Hey...thank you sooo much! I got my fan belt changed and the squeal is gone!  And about the wheels and seats...I'm clueless but thanks for the imput I need to find a junkyard around here!


----------



## Terran (May 7, 2004)

15" is the stock size so probably not rubbing. Can you describe what they look like or do you know whether they are the stock ones? Maybe the brake calipers are siezed. You should definitely get the noise figured out as it could be a sign of a dangerous problem. You should check out maxima.org, it gets lots more traffic than this site so you can get many more answers. If they can't help you out and you decide to get it checked out by a mechanic you may want to get a guy to take it for you (preferably one who can pretend to know what he's talking about) so some [email protected] mechanic doesn't try to rip you off. For seats I think their is a site called leatherseats.com or something that people on the org have used, look around in the faqs over there for that.


----------



## Nismo14-180 (Mar 31, 2004)

[email protected] said:


> Hey...thank you sooo much! I got my fan belt changed and the squeal is gone!  And about the wheels and seats...I'm clueless but thanks for the imput I need to find a junkyard around here!

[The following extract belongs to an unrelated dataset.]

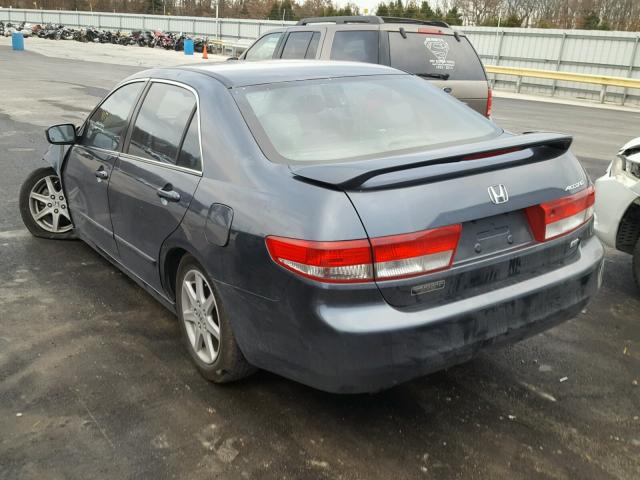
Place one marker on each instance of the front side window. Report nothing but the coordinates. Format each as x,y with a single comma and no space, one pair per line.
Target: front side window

LaVergne and Smyrna have a ton of junk yards. You should start there.


----------



## NISMOTUNIN (Feb 10, 2004)

since when the 95 MAX has a fan belt??? lol


----------



## [email protected] (Jun 9, 2004)

lol yea it wasnt the belt as my daddy reminded me...Thank you Terran for saying that about letting a guy take my car, cause they ripped me off so bad...the noise is already back and they "cant give me a repair record" of what was even done to it...gosh darn. So anyway...no my wheels are "14 Niche brand aluminum I think they have 5 spokes that kind spiral out a little?? They look alright..but too small I want some "17 ones  But anyway thanks Terran alot for your reply!


----------